Oh, wait. Sorry, those are the figures for Las Vegas, Nevada, which isn't currently the subject of any World Food Programme Emergency status.
So why is Las Vegas not the centre of a famine stricken disaster zone?
Why can't we make the Sahel more like Arizona or Nevada to live in? The answer clearly isn't solely to do with either climate or population density. It's more complicated than that. Much more complicated.
But it's much more easy to just declare that these damnNevadansAfricans just need to stop breeding like rabbits, than it is to actually come up with real ways to move from one condition to the other.
Maybe we should open some casinos in Eritrea, or Burkina Faso, or The Gambia.
It's a cinch that in a place where farming is difficult, it's a poor idea to try to base the economy on farming. There are lots of very wealthy and very arid places in the world; And even more places that are incredibly wealthy without any possible way to grow enough food for everyone to eat.
The solution to the inability of Sudanese people to grow sufficient food is the exact same solution I use personally, to address the self same problem that I too am not able to grow my own food. I do something else that people pay me to do, and use the money to buy food from people who are good at producing it, and who have the land, climate, tools and skills necessary to specialise in it.
The world is currently producing more food than is necessary to overfeed absolutely everyone currently alive. More people worldwide suffer health problems due to overeating than suffer due to lack of food.
There's no food shortage; There's just a distribution of wealth problem. And if you think that dramatically lower population levels would help with distribution of wealth, you're probably not aware of the history of humanity.
When population levels were far lower, people still starved while their kings ate like, well, kings.

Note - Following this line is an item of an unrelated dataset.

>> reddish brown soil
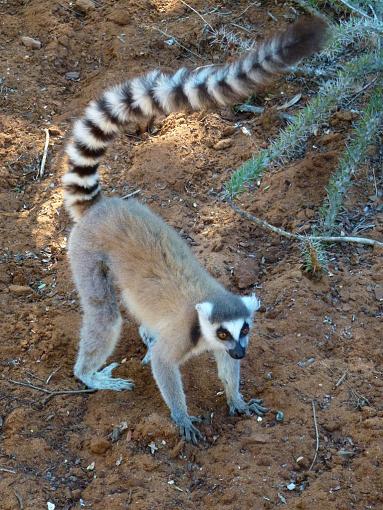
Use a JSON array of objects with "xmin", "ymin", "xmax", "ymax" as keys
[{"xmin": 0, "ymin": 0, "xmax": 383, "ymax": 510}]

If you accept that climate change is at least indirectly related to population density and size, then the reality is that population is causing us real problems, at least at this point in time.

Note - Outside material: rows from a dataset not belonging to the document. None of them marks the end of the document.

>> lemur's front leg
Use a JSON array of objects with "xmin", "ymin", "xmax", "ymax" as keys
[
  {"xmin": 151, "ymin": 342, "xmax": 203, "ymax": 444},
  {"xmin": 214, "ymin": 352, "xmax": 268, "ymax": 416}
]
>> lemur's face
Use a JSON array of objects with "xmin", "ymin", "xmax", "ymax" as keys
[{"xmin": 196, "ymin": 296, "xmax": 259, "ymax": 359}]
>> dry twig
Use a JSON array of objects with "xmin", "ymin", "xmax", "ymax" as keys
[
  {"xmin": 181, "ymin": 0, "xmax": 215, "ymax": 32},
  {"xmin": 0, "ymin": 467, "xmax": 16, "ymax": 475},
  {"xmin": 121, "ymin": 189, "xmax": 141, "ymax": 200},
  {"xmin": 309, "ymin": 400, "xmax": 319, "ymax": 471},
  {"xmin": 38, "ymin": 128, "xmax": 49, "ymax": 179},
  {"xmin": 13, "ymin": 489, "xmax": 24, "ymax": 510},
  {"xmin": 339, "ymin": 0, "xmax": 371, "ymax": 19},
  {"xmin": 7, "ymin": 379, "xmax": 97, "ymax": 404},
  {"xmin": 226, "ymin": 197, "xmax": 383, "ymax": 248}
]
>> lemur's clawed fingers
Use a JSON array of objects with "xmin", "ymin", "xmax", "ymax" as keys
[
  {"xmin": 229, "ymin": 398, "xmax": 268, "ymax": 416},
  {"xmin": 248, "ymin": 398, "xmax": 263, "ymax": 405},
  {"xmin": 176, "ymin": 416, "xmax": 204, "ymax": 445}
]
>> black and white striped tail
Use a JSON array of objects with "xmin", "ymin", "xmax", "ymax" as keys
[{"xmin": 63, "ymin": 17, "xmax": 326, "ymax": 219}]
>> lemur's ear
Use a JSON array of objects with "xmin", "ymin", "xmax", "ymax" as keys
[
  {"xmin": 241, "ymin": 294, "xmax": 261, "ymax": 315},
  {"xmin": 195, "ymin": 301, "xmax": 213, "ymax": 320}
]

You'll get no argument from me about your proposed solutions, but we are still left with people who are particularly adept at degrading the environment. Whether the population is 2, 5, or 10 billion I don't see that ever not being a problem.
So maybe the larger problem is - how can a species that's good at exploiting the environment live sustainably. Nuclear is an immediate option, but I don't think it solves the long term problem.